The authors of a paper published today in the Proceedings of the National Academy of Sciences say that large-scale carbon capture and storage (CCS) is unlikely to work because it would trigger earthquakes that could free the trapped greenhouse gas from the ground.

The paper is a blow to hopes that sequestration could become a big part of future climate strategy. The lead author of the paper is Stanford researcher Mark Zoback, a well-respected expert on the seismic risks of oil and gas production. Steven Gorelick, a Stanford hydrologist, is coauthor with Zoback.

Only last week, the International Energy Agency said that CCS will need to contribute over a fifth of the emissions reductions needed by 2050 to ensure an 80 percent chance of limiting the long-term average global temperature increase to 2 °C.

The oil and gas industry already uses techniques that are similar to CCS during resource extraction and wastewater disposal, and these processes are known to induce small earthquakes. Wastewater injection has been blamed for recent earthquakes in Arkansas, in Ohio, and near the border of Colorado and New Mexico.

Zoback says the risks associated with such quakes can be managed through careful site selection, but large-scale CCS could be more problematic. “You have to be far more restrictive” when choosing a carbon dioxide repository, he explains, since the task is to “keep a buoyant fluid in place for hundreds to thousands of years.”

The paper comes just a few days after a report on the earthquake risks posed by various energy technologies, including oil and gas extraction, wastewater disposal, geothermal power, and CCS, was published by the National Research Council. That report said that “CCS may have the potential for significant seismic risk” and added that “insufficient information exists to understand this potential.”

Zoback and Gorelick’s paper notes that if CCS is to significantly affect atmospheric greenhouse-gas accumulation, it must be able to contain about 3.5 billion tons of carbon dioxide per year worldwide—an amount similar in volume to the nearly 30 billion barrels of oil the world produces annually.

The most promising storage containers are called deep saline aquifers—rock formations one to three kilometers underground, below the depth of freshwater aquifers, and beneath a layer of impermeable rock called the caprock, which acts as a seal. A modeling study by MIT researchers, published earlier this year in PNAS, estimated that deep saline aquifers in the United States could hold at least a century’s worth of the carbon dioxide produced by the nation’s coal-fired power plants.

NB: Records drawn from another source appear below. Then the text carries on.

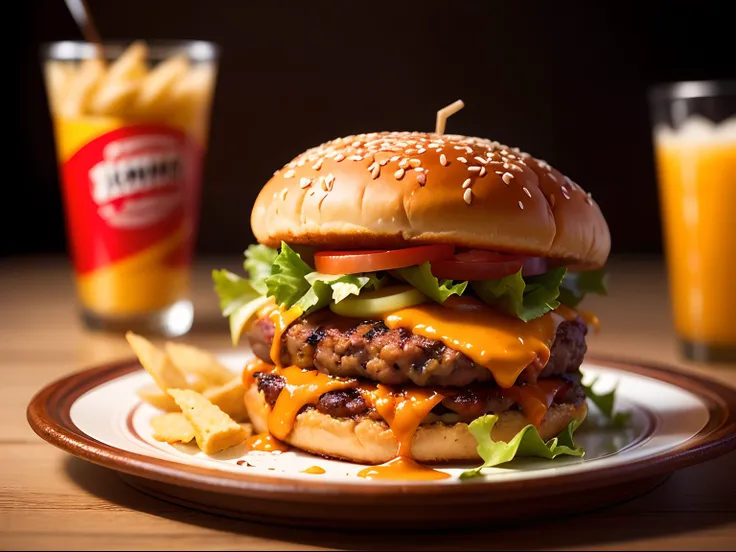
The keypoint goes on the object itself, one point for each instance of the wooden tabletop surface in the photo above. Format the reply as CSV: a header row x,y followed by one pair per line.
x,y
51,500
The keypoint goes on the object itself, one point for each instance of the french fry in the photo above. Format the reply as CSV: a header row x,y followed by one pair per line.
x,y
153,98
113,97
214,430
192,360
230,398
131,65
82,87
172,428
157,363
157,398
59,75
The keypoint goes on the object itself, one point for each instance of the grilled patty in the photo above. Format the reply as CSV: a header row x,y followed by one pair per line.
x,y
339,347
464,404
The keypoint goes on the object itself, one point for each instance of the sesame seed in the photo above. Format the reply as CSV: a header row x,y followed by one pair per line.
x,y
468,196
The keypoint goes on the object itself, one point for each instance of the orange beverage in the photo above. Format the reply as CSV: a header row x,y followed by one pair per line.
x,y
696,162
130,131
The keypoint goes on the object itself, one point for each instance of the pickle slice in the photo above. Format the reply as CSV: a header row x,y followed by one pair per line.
x,y
374,304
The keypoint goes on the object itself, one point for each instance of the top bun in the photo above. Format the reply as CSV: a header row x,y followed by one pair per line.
x,y
398,189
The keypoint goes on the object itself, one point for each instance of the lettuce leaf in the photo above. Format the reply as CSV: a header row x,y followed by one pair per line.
x,y
576,284
525,298
286,283
239,300
605,403
526,443
258,262
421,277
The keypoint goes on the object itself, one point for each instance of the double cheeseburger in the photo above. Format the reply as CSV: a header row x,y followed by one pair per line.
x,y
406,284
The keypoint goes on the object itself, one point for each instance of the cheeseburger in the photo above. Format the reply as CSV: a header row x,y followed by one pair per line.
x,y
413,296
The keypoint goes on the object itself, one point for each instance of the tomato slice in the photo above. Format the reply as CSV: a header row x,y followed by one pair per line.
x,y
352,262
477,264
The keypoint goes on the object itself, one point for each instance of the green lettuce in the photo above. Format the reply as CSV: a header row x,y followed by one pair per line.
x,y
525,298
421,277
526,443
239,300
605,403
576,284
258,262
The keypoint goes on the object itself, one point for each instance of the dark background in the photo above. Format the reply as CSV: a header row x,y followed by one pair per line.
x,y
565,81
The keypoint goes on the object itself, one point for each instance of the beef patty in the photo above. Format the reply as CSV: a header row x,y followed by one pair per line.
x,y
464,404
343,348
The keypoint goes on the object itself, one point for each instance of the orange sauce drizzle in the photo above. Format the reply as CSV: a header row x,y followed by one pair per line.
x,y
536,399
591,320
314,470
302,388
252,367
402,410
265,442
402,468
281,321
504,345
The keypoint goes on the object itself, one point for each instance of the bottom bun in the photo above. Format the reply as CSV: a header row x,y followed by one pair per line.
x,y
368,441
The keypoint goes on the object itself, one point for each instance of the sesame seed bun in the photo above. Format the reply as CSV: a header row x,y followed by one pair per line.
x,y
397,189
369,441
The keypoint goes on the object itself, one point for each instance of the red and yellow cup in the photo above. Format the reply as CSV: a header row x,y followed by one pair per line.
x,y
130,130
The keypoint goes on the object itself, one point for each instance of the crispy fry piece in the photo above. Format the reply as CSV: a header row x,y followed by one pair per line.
x,y
157,398
214,430
157,363
172,428
193,360
154,94
230,398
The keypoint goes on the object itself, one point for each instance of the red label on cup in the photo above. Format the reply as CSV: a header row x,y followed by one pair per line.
x,y
129,189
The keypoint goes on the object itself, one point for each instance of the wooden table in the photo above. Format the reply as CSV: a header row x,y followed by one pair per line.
x,y
49,499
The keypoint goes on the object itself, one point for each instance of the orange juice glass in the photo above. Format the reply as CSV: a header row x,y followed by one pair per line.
x,y
130,129
695,145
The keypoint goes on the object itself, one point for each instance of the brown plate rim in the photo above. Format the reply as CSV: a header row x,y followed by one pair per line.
x,y
48,414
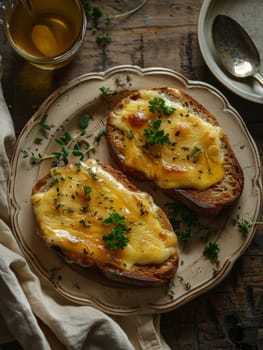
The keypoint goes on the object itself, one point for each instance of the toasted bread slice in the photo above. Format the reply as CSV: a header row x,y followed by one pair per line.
x,y
93,216
129,120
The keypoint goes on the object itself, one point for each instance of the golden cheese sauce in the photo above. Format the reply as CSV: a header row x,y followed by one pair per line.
x,y
71,213
192,159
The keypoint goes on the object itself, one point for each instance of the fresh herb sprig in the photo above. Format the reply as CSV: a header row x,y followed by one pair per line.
x,y
158,105
117,238
155,136
69,145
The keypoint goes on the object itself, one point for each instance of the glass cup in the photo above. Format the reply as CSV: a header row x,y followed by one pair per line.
x,y
49,33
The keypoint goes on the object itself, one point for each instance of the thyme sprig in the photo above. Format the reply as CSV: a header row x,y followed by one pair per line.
x,y
117,238
75,145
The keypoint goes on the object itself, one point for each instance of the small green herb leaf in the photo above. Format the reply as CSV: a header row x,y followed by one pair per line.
x,y
154,136
157,105
117,238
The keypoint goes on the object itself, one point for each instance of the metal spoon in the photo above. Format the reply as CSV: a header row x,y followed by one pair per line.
x,y
236,50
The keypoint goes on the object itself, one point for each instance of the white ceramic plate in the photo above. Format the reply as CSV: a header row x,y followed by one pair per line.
x,y
250,15
196,273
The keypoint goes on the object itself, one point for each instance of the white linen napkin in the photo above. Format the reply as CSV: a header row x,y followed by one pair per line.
x,y
34,314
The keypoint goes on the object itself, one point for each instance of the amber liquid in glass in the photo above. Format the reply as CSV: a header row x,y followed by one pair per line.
x,y
52,29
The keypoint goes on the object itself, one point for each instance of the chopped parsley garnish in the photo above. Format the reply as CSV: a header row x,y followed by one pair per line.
x,y
154,136
117,238
243,225
157,105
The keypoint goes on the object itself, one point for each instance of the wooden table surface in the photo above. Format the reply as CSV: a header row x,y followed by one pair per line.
x,y
163,33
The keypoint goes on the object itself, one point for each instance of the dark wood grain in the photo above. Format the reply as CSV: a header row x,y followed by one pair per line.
x,y
163,33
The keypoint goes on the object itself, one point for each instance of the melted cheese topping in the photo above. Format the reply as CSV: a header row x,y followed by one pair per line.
x,y
192,159
72,219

But this hypothesis has not been tested on a large scale, and Zoback doubts that some of the target storage sites could safely hold as much carbon dioxide as assumed. Even small quakes could damage caprocks, say Zoback and Gorelick. That would threaten the integrity of carbon dioxide repositories, potentially allowing the greenhouse gas to escape into the atmosphere.

Ruben Juanes, a geoscientist and professor of energy studies at MIT, who coauthored the previous PNAS study on carbon dioxide storage capacity in the United States, says the data are too sparse to support Zoback and Gorelick’s sweeping conclusion.

“Currently, there are no models that can forecast the occurrence or magnitude of seismic events caused by fluid injection into the subsurface,” Juanes says. And there is “little field experience to inform the risk” of CCS, since no current projects operate at the scale needed to significantly offset carbon dioxide emissions.

Further, says Juanes, damage to a caprock wouldn’t allow carbon dioxide to escape in all cases. For example, he notes that the Mount Simon Sandstone, a candidate repository in the Illinois Basin, lies beneath at least two caprocks besides the primary one.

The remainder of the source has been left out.